Dropping it down to ISO 100 will make the sensor less sensitive, meaning the amount of light coming through the aperture and the length of time dictated by the shutter speed won’t be enough to properly expose the photo.
Turn it up to ISO1600 and it has the opposite effect. The sensor is much more sensitive, so the shutter speed and aperture is now letting in way more light than needed, therefore making the exposure value high (and introducing noise).
So as you can see, by changing one element in the exposure triangle (shutter speed, aperture or ISO), it changes another and so on – thereby impacting how your photos look.
The best way to get comfortable with how these settings work together is through experimentation.
The Secret to Perfect Exposure Triangle Photography
You’ve almost made it to the end of our blog post, and know how different variables like f stop numbers, shutter speeds and high ISO affect each other.
It’s starting to make sense that adjusting your lens opening (aperture) doesn’t just change depth of field, it also changes the impact of low light in the scene.
You are already a more knowledgable photographer than 95% of people! But why stop there?
Now we’re going to let you in on the secret to truly understanding the exposure triangle in digital photography and getting perfect images every single time you push the shutter button.
Meet the Histogram!
Say hello to the in-built camera tool that will help you dial in your exposure triangle settings every single time – the histogram!
The histogram is a digital graph that shows the distribution of light tones in an image, with highlights (whites) on the right hand side and shadows (blacks) on the left hand other.
You might be wondering why this is useful. That’s because when you’re taking a photo, it’s difficult to see whether your image is correctly exposed or not. The histogram will help with this
It’s an invaluable tool because it will show you a more accurate representation of the image closer to what the human eye sees, rather than relying on the low-resolution screen on the back of the camera.
When you take an overexposed image, there will be a lot of whites in the scene and the histogram graph will move across to the right hand side.
When you take an underexposed image, the histogram will move across to the left.
It sounds more complicated than it is, but as they say, a picture is worth a thousand words. Here’s a histogram so you can see what we’re talking about:
Most modern digital cameras can be set so that the histogram displays either when you’re looking through the viewfinder or on the back of the LCD screen in real-time, or afterwards when you preview the image you just snapped.

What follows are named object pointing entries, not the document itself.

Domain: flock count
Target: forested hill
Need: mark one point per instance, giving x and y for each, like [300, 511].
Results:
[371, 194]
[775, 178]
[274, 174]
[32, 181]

Learn to read the histogram, and make sure you refer to it all the time, and your success rate at getting the right exposure triangle settings will increase exponentially.
One More Bonus Secret – Aperture Priority Mode
Because we’re feeling generous, we’re going to give you one more secret to help you understand the exposure triangle in real time.
Your camera has a number of different photo modes, such as automatic, program, manual, etc. What they all do is the subject of another blog post, but let’s continue anyway.
If you switch your camera over to ‘Aperture Priority Mode’, you are now taking complete control over the aperture f stop value, while allowing your camera to automatically select the shutter speed and ISO to ensure you get a correctly exposed image!
As an example, switch over to aperture priority, lock in something like f/5.6 (a mid-range depth of field), then point your camera lens somewhere that is very bright, then somewhere that is very dark.
Your camera will analyse the amount of light hitting the image sensor and will automatically change the ISO and shutter speed to reflect current conditions.
If you’re still not 100% comfortable shooting in full manual mode, using aperture priority will be a great introduction into adding your own creativity and style to your photography, while letting your camera do most of the work in getting the exposure triangle right.
Conclusion
We hope that this article has helped you to better understand the three variables that come into play with exposure.
The exposure triangle is a complex topic, but with practice, you will be well on your way to nailing your creative photography style every single time.